Han detectado que por lo general los delincuentes se movilizan en motocicletas en las que merodean por los alrededores de estos lugares, a la caza de posibles víctimas. Ya con las placas, los delincuentes proceden a falsificar la circulación de los vehículos para venderlos a productores de departamentos del Centro y Norte del país, que son las principales víctimas.
El subcomisionado Donald López dejó entrever que en algunos casos el mismo desarrollo tecnológico de la institución ha servido para que la delincuencia obtenga información para sus fines.

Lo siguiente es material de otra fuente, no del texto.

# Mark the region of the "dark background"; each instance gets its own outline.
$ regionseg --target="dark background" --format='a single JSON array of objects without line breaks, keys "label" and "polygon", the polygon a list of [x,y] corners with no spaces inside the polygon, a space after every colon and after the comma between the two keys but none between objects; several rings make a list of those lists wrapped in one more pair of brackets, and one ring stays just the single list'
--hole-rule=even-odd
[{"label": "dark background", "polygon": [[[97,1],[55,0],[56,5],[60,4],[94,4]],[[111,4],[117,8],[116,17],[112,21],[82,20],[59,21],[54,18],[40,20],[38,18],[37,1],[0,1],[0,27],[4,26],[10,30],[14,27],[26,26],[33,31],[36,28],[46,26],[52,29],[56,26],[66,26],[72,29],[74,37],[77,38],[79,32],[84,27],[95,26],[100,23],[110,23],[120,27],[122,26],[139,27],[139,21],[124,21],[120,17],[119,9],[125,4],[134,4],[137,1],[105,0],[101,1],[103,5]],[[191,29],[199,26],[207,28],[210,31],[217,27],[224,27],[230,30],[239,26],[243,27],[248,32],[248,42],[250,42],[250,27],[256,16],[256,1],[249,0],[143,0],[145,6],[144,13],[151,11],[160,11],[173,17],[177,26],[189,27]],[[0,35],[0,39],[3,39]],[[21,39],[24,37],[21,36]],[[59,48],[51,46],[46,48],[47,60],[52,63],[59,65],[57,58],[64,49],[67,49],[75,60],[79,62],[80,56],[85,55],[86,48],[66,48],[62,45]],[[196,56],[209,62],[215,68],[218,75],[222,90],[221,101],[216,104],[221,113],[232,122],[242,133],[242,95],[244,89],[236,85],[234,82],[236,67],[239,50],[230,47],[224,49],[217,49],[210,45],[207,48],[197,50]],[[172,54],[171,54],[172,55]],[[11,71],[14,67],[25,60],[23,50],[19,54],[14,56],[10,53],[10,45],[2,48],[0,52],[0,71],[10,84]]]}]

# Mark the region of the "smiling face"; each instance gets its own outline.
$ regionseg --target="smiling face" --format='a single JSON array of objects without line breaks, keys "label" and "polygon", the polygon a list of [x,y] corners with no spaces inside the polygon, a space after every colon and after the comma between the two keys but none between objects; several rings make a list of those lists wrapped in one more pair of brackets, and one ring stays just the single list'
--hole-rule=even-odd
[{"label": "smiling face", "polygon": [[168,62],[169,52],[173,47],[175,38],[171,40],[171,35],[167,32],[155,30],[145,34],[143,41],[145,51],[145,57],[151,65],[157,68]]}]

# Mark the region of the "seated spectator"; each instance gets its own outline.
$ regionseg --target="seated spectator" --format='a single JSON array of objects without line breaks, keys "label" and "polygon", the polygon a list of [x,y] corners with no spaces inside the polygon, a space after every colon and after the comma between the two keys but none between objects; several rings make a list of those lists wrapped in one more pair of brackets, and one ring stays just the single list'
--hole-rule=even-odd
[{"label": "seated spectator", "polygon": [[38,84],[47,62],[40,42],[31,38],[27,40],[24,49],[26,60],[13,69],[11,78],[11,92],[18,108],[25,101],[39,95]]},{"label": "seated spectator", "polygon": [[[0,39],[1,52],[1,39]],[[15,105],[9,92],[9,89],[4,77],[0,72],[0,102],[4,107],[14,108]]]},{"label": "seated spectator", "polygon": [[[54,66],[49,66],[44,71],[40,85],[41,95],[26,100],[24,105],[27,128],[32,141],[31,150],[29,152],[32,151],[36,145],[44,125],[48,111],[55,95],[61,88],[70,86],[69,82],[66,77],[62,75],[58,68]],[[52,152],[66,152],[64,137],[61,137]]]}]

“Tal vez no haya sido un problema haber dicho a la población: aquí está la página web de la Policía; hacen cualquier consulta, entran y eso ha sido una facilidad que le ha dado a la delincuencia para falsificar la documentación y poder mover un vehículo”, dijo López.
El funcionario policial recordó que en la página oficial se abordan aspectos fundamentales, “donde el ciudadano consulta determinada situación, medidas que la Policía tenga, y eso nos crea un poco de problemas. Pero que con el trabajo de inteligencia nos permite tenerlos controlados a ellos”.
Hasta ahora los lugares del país más apetecidos para esconder vehículos, son Río Blanco, Muy Muy, San Isidro, todos municipios de Matagalpa y una parte de Nueva Segovia.
La forma de operar más usual es la de los vehículos robados en otros países, los cuales ingresan a Nicaragua y los comercializan entre población del campo, a precios favorables que los hacen caer, “pero (los compradores) no se dan cuenta que lo que están cometiendo o de lo que están siendo víctimas es de una estafa”. En lo que va del año la DIE ha recuperado 17 vehículos de propietarios nacionales y 11 que proceden de otros países centroamericanos, sobre todo de El Salvador y Honduras.